The Two Child Problem (revisited)

[BenVitale]

See article in Wikipedia

And, Column By John Allen Paulos

Scenario 1: A woman has two children, the older of whom is a boy. Given this knowledge, what is the probability that she has two boys?

No problem here, the answer is 1/2

Scenario 2: Assume that you know that a woman has two children, at least one of whom is a boy. You know nothing about this boy except his sex. Given this knowledge, what is the probability that she has two boys?

We have come to accept that the probability the woman has two boys is 1/3, not 1/2.

Here's the kicker:

Suppose that when children are born in a certain large city, the season of their birth, whether spring, summer, fall, or winter, is noted prominently on their birth certificate. The question is: Assume you know that a lifetime resident of the city has two children, at least one of whom is a boy born in summer. Given this knowledge, what is the probability she has two boys?
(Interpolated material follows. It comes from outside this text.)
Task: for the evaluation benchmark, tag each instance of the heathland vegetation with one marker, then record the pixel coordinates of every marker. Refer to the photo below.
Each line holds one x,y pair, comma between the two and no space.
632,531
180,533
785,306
This appears to be essentially the same as the scenario 2. But instead, they would find that 7/15 of these women have two boys.
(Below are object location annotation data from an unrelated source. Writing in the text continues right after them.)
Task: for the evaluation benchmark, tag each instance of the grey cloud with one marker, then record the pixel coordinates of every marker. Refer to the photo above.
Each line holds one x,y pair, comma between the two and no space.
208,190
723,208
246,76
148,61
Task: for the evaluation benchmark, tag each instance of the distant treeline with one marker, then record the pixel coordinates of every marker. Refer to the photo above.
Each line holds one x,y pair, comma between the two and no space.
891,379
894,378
An increase in probability from 1/3 to 7/15 !

Doesn't this change in probability seem strange?

I got a bit confused after reading the following problem:

I have two children. One is a boy born on a Tuesday. What is the probability I have two boys?

Answer: the probability of two boys is 13/27

Source: http://alexbellos.com/?p=725

 

[bpet]

... Here's the kicker ...

Nice twist on an old paradox!

Sometimes a diagram helps. The sample space for the day of week version can be visualized on a 14 x 14 grid with the conditional probabilities just being the proportion of red dots (see below).

 

[BenVitale]

bpet,

Thanks. The diagram helps.

So, going back to John Allen Paulos, in the Summer the probability of having boys is higher.
I wonder how did Paulos compute that?

I was looking on the web for seasonal distribution of births of boys, but couldn't find anything. Have you searched for any stats?

All I know is, the ratio of males to females in a population is 107 boys to 100 girls or 105 boys to 100 girls (Fisherian sex ratio), but it's not always the case because of the ratios may be considerably skewed due to abortion, infant mortality, etc.

 

[bpet]

...So, going back to John Allen Paulos, in the Summer the probability of having boys is higher.
I wonder how did Paulos compute that? ...

I thought he was saying the opposite, namely that observing a higher proportion of boys among families with a boy born in summer, does NOT imply that the summer birth ratio is higher. Also, if you want to know where the 7/15 came from, it can be computed by drawing an 8x8 grid similar to the one above.